The Judgment Of Paris: The Blind Taste Test That Decanted The Wine World

May 24, 2016

(NPR) - It was the tasting that revolutionized the wine world.

Forty years ago today, the crème de la crème of the French wine establishment sat in judgment for a blind tasting that pitted some of the finest wines in France against unknown California bottles. Only one journalist bothered to show up – the outcome was considered a foregone conclusion.

"Obviously, the French wines were going to win," says journalist George Taber, who was then a correspondent for TIME magazine in Paris. He says everyone thought "it's going to be a non-story."

Taber did show up — as a favor to the organizers. And he ended up getting the biggest story of his career: To everyone's amazement, the California wines – reds and whites — beat out their French competitors.

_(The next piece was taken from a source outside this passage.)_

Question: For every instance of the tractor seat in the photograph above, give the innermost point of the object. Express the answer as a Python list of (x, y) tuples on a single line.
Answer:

"It turned out to be the most important event, because it broke the myth that only in France could you make great wine. It opened the door for this phenomenon today of the globalization of wine," Taber says.

The Judgment of Paris, as that May 24, 1976, wine tasting has come to be known, began as a publicity stunt. Steven Spurrier, an Englishman who owned a wine shop in Paris, wanted to drum up business. So, prompted by Patricia Gallagher, his American associate, Spurrier decided to stage a competition that highlighted the new California wines they'd been hearing so much about.

Spurrier tapped nine of the most respected names in French gastronomy for the job. They included sommeliers from the best French restaurants in Paris, the head of a highly regarded French vineyard, and Odette Kahn, the editor of the influential Revue du vin de France (The French Wine Review.)